Question: The Greeks, led by Antiochus IV, captured the Temple in the 2nd century BC. There was a division of the Jews into Hellenized Jews, who supported the Seleucid Greeks, and Orthodox Jews led by the Maccabees. The Maccabees led the uprising and expelled the Seleucids from the Temple that had been captured and desecrated. When the Maccabees entered the Temple, they saw that the pure oil for the Menorah candles could only last for one day. But a miracle happened, the oil burned for eight days.
These are historical events that occurred more than 2,000 years ago. What do they mean from the point of view of Kabbalah?
Answer: After leaving Egypt, the people of Israel received the method of connection (mutual guarantee, Arvut), which developed during 40 years of traveling in the desert. Gradually, they became more and more united according to the method received from Jethro, the father of Moses’s wife. Jethro was not a Jew, nor was his daughter, but as the Torah says, he fully joined them.
The term Torah comes from the word “light”(Ohr). The light of the Torah, which a person receives from above, is necessary in order to bring people together and turn them into one single whole.
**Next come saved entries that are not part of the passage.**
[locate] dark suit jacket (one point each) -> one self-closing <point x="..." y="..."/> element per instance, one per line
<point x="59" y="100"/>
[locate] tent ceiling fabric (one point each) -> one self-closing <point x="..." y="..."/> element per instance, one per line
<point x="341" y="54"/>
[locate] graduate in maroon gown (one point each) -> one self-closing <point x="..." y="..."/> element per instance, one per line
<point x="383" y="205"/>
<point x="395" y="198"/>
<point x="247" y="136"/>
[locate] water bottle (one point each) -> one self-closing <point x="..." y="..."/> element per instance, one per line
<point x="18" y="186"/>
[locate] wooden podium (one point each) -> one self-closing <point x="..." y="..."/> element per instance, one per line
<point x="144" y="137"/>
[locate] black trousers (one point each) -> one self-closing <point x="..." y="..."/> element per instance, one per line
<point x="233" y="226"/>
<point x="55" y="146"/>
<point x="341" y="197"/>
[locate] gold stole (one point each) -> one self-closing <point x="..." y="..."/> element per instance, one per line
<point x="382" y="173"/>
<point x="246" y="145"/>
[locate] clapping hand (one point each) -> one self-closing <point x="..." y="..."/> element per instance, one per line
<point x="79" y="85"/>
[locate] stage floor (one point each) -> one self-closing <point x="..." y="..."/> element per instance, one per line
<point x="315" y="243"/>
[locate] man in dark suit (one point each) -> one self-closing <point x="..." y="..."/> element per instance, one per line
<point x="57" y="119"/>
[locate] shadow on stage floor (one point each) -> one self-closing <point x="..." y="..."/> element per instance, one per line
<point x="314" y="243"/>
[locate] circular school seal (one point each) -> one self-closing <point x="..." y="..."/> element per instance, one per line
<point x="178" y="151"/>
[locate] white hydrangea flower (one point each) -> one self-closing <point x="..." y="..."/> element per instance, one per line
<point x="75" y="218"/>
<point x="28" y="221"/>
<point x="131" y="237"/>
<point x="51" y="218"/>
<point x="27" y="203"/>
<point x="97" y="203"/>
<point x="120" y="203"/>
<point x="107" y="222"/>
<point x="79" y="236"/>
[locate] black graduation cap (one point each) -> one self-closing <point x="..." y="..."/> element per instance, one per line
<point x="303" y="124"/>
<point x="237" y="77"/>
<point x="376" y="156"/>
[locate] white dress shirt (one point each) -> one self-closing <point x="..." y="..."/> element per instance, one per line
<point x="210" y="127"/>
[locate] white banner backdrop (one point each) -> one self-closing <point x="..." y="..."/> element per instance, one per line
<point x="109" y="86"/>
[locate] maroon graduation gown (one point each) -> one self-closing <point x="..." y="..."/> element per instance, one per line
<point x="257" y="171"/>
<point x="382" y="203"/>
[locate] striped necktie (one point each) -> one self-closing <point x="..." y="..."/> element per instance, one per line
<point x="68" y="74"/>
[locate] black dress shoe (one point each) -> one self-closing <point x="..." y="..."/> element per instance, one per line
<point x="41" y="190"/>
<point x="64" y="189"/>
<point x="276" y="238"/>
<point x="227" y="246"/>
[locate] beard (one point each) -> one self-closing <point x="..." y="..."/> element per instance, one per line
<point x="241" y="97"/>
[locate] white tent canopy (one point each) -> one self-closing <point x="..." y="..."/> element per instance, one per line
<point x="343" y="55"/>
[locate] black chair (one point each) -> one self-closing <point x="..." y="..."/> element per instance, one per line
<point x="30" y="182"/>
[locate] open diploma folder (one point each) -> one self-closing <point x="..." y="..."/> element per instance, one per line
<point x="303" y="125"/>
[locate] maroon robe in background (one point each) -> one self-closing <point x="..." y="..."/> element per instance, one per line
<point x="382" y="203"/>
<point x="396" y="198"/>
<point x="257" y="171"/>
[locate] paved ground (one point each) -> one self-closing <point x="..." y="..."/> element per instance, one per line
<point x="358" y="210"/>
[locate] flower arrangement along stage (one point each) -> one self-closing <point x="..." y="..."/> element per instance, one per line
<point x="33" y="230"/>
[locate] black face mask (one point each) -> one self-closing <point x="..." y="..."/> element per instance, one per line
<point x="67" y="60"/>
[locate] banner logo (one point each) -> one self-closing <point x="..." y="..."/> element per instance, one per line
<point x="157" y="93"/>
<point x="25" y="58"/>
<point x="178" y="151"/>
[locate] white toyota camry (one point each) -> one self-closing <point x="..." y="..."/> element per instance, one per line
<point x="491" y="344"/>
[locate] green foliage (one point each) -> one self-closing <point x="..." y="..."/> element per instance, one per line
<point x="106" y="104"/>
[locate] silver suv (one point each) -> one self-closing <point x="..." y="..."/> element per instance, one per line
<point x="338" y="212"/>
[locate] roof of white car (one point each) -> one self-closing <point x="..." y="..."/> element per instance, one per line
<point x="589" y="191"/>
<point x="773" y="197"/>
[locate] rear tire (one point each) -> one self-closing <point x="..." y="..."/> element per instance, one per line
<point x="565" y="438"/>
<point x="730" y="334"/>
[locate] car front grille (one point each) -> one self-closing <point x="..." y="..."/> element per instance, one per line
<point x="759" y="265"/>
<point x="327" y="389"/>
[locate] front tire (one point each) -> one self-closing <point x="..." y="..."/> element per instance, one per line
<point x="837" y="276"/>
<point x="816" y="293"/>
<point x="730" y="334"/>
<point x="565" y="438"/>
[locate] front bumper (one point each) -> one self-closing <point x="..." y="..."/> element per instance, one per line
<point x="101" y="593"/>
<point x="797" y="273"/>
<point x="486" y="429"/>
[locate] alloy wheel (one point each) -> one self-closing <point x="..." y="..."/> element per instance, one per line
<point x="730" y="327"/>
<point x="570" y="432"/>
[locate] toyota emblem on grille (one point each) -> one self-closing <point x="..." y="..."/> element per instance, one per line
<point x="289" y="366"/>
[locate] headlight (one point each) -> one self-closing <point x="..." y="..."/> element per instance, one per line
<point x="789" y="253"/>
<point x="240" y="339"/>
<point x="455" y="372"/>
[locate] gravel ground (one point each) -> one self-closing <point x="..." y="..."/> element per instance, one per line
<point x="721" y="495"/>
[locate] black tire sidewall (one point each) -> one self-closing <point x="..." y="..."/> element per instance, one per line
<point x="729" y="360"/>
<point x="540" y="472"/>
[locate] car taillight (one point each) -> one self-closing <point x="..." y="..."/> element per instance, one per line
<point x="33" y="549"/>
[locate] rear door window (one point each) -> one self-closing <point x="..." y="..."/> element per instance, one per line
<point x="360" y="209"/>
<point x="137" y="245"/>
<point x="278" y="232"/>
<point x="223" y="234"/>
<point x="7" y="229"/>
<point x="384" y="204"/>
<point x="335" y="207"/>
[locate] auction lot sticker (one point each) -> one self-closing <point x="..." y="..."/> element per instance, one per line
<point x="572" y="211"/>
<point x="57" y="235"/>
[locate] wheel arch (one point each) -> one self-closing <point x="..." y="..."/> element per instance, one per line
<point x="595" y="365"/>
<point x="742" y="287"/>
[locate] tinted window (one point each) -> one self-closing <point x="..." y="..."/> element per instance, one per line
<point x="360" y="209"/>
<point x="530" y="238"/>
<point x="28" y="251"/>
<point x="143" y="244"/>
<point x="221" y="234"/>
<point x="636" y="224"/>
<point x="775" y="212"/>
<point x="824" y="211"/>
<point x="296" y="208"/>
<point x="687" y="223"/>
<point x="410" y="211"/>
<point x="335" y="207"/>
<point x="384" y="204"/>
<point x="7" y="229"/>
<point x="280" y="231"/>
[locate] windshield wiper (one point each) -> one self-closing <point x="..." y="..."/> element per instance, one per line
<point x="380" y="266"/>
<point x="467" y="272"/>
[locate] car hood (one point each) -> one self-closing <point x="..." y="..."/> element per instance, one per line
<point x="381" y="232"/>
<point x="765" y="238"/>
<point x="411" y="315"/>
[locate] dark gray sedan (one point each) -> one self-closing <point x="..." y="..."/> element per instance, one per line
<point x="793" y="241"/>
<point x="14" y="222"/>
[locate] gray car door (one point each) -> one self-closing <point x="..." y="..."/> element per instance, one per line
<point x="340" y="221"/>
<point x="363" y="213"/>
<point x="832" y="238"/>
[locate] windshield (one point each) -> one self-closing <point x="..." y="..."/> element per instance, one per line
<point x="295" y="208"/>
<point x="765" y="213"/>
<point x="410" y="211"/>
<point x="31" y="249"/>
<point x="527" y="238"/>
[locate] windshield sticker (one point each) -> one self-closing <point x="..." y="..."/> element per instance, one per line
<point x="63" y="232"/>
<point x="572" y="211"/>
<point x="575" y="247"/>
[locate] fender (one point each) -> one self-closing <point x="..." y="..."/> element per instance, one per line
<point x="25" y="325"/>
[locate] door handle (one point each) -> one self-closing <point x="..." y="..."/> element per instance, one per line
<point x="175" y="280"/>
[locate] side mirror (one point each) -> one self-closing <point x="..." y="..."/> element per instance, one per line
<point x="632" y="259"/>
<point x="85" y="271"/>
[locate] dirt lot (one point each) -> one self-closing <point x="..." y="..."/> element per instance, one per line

Despite the fact that they are egoistically distant, opposite to each other, and each wants to rule over the others, with the help of the right environment and the upper light, everyone can subjugate himself to society and make sure that all the people in it are directed to the center of society to unite with each other.
This is what the Jews were doing for 40 years in the desert. After they reached the state of unity, the desert turned into a fragrant land for them, called the Land of Israel. “Land – Eretz” comes from the word “desire – Ratzon.” That is, their desire began to blossom and bear fruit.
They built the Temple that represented the result of their efforts that came from the connection between them. The Temple does not mean something materialized, not stones and wood, but the connection of their desires.
So they lived, fought, reconciled, and constantly chose new conditions of connection. They were changing because new egoistic desires constantly arose in them. Therefore, they had to attract the upper light called the Torah more and more, to unite and thus advance.
But they could not hold on to this and for some time they fell into the slavery of egoism called the Babylonian exile of the time of Nebuchadnezzar. And then, with the help of Queen Esther, they came out of exile and began to inhabit the Land of Israel again, i.e., the desire to unite and connect with the Creator.
So they moved on until they reached the state of building the Second Temple, uniting in one common vessel in which they attained the Creator. But it did not last long because once again there was a huge, tearing egoism between them. This is how the Second Temple was destroyed, the common vessel was broken, the mutual desires and intentions for loving each other that allow us to reveal the Creator.
It was at this time that Rabbi Akiva called on the Jews to unite and shouted that one should love one’s neighbor as oneself,” but they could no longer hear him. This is the state the people of Israel are in now, people who, on one hand, understand that it is necessary to unite, and on the other hand, are not able to force themselves to unite.